Returning

IMG_4110.JPG

Coming back for a few days. Kinda worried about a potential calamari oops. Well I might be worried about where I'm going to find that, but I know I can. The main thing I mean was " a potential calamity" in the form of a hurricane bearing down on the state.


This morning I left the smoke filled skies of Washington. Every summer it seems to be getting more intense with the western wild fires.


Hey Folks, wake up and get real the world is changing not exactly in a good way either.


One of the reasons we like living in the Pacific Northwest is the historically good weather in the summer months. You really can't find it much better anywhere's in the US during these months.


But that might all be changing. I read that the summer smoke (which has recently reached unhealthy breathing levels) could be the norm with the raging wildfires that will become commonplace all over the Western States in the tinder dry summer months.

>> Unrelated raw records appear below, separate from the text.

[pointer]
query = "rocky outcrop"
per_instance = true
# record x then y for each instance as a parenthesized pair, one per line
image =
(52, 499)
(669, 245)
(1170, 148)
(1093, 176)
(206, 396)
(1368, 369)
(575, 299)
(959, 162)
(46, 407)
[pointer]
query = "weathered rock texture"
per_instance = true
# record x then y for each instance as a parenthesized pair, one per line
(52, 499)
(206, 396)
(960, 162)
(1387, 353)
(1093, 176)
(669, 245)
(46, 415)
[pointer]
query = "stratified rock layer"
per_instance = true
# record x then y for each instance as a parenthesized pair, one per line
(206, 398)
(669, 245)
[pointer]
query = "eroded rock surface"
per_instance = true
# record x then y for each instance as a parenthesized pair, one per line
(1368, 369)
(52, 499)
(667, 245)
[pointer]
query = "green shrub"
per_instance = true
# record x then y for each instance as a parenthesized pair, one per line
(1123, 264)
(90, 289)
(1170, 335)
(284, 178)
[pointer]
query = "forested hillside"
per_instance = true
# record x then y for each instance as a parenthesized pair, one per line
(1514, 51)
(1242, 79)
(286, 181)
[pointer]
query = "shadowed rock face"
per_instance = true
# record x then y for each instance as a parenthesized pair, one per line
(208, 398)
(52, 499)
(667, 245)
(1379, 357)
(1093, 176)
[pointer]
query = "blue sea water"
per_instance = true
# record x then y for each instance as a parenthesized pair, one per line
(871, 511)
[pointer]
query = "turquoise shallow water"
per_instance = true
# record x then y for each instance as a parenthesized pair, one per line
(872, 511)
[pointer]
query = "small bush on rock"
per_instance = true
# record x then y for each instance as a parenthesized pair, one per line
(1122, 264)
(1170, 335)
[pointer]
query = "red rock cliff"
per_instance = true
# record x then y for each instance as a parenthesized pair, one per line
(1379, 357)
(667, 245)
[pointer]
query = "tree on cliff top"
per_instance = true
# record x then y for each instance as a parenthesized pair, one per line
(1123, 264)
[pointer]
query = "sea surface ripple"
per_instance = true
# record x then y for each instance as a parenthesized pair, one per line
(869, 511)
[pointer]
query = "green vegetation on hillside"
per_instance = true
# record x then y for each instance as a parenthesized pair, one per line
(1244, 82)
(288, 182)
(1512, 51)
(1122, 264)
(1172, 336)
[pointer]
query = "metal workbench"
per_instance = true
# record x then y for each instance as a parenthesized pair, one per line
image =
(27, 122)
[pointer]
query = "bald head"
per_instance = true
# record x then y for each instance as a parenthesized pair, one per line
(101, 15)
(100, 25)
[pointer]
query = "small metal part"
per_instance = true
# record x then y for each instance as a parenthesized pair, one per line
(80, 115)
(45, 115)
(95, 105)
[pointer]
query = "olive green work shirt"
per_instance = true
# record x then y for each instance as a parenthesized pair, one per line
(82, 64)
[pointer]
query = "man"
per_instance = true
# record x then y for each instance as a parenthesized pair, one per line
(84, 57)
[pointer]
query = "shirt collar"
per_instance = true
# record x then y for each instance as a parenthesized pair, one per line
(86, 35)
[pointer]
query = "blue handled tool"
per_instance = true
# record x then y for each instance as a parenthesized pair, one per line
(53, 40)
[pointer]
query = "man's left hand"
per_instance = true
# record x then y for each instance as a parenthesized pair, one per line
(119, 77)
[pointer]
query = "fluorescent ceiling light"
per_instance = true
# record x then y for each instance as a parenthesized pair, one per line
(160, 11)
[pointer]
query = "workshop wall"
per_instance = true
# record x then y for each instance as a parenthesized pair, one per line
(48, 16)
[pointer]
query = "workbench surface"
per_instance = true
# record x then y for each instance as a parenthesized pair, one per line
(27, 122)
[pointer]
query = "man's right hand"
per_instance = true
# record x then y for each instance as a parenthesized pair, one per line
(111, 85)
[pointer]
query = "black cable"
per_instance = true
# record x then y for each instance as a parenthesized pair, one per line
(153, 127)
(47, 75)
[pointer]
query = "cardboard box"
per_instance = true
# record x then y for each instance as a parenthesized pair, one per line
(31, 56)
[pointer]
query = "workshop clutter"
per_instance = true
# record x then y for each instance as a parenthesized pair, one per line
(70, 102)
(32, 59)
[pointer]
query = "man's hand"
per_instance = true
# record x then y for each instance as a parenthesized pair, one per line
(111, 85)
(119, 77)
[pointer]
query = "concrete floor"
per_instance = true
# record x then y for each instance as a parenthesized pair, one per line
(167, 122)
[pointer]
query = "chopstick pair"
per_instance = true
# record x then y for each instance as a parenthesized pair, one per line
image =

Which brings me back to Hawaii.


Traditionally the Eastern Pacific waters have been no stranger to the formation of powerful hurricanes. Usually as they progress westward they encounter cooler waters that knock them down before they reach Hawaii.


That's changing too.


Because of the warming temperatures of the oceans (which I'm afraid will never be reversed. It's already killed off HUGE swaths of coral reefs worldwide but I'll save that for another discussion), these monster storms are not loosing their punch in time.


The last one that really hit the Big Island was Iselle four years ago. Before that you have to go all the way back to 1992 when Iniki slammed Kauai.


Now the threat is becoming common almost every season.


Pele awoke from her slumber a few months ago and reclaimed her authority by wiping off the face of the earth one of my favorite sanctuaries in Puna--Kapoho.